Metadata-Version: 2.1
Name: multicommand
Version: 0.0.6
Summary: Simple subcommand CLIs with argparse
Home-page: https://github.com/andrewrosss/multicommand
License: MIT
Keywords: cli,commands,subcommands,argparse,toole
Author: Andrew Ross
Author-email: andrew.ross.mail@gmail.com
Requires-Python: >=3.6.1,<4.0.0
Classifier: Development Status :: 4 - Beta
Classifier: Environment :: Console
Classifier: Intended Audience :: Developers
Classifier: License :: OSI Approved :: MIT License
Classifier: Operating System :: OS Independent
Classifier: Programming Language :: Python :: 3
Classifier: Programming Language :: Python :: 3.0
Classifier: Programming Language :: Python :: 3.7
Classifier: Programming Language :: Python :: 3.8
Classifier: Programming Language :: Python :: 3.9
Classifier: Topic :: Software Development :: Libraries :: Python Modules
Classifier: Topic :: Software Development :: User Interfaces
Classifier: Topic :: Utilities
Classifier: Typing :: Typed
Description-Content-Type: text/markdown

# multicommand

Simple subcommand CLIs with argparse.

[![PyPI Version](https://img.shields.io/pypi/v/multicommand.svg)](https://pypi.org/project/multicommand/)

## Installation

```bash
pip install multicommand
```

## Overview

`multicommand` enables you to **easily** write CLIs with deeply nested commands using vanilla argparse.
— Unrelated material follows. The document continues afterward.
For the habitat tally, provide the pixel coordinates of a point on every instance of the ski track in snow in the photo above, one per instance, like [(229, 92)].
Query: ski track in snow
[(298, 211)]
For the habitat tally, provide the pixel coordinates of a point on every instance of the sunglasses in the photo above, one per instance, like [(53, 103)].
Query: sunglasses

Just create a directory structure that reflects the command structure you want, add a parser to each module (don't worry about hooking them up!), and multicommand will do the rest.

multicommand turns a directory structure like this:

```text
commands/unary/negate.py
commands/binary/add.py
commands/binary/divide.py
commands/binary/multiply.py
commands/binary/subtract.py
```

Into a command line application like this:

```bash
mycli unary negate ...
mycli binary add ...
mycli binary divide ...
mycli binary multiply ...
mycli binary subtract ...
```

All multicommand needs is for each module to define a module-level `parser` variable which points to an instance of `argparse.ArgumentParser`.